WATCH | Zozibini Tunzi and activist Zulaikha Patel talk teaching the girl child & holding men accountable
Miss Universe Zozibini Tunzi is on a mission to use her reign and the doors it has opened for her to help address some of the inequalities faced by black people in SA.
In a recent Insta Live conversation with activist Zulaikha Patel, Tunzi said she wants to influence generations of young South Africans to become changemakers.
Patel launched her activism when she was just 13 years old by confronting Pretoria High School for Girls’ anti-Black hair policy in 2016.
Here are seven important quotes from the conversation.

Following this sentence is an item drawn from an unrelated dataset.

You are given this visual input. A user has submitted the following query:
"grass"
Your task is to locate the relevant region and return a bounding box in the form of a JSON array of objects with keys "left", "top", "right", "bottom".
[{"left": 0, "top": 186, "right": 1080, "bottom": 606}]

“It is so important for the youth to use their voices and be at the forefront of sociopolitical spaces because young people cannot have their futures determined by those who won’t be part of them.” — Patel.
Youth of 1976
“The youth of 1976 knew what they were doing back then when they risked their lives. They were doing it for us, as the youth of today, to pass on the baton. It’s our responsibility to make sure that they did not die in vain.” — Tunzi.
Issues of today
“As much as we have all this education now, we must understand that anti-blackness and racism exist within the pages of the textbooks because we are not seeing enough of ourselves and our cultures reflected within the pages of the education.” — Patel.
The girl child
“It's fair enough to educate the girl child with these philosophies but if the girl child does not see herself reflected within the pages of textbooks then we are not moving forward.” — Patel.
“In SA, we have this pattern where a woman is killed every year and there is an uproar that later goes down and more women are killed. We have protested, petitioned, and raised money but it’s obviously not enough. But for how long must women die in order for people to realise how serious [gender-based violence] is?” — Tunzi.
Not just a hashtag
“If we don’t put an end to the culture of toxic masculinity, we will continue to move backward, continue to have more and more girls become a hashtag, and another phrase — ‘justice for’.” — Patel.
Holding men accountable
“Men are not holding themselves accountable enough. Hashtags like ‘not all men’ are some examples of this. A pregnant woman was stabbed and they were tweeting ‘not all men' and tweeting about PS5s.” — Tunzi.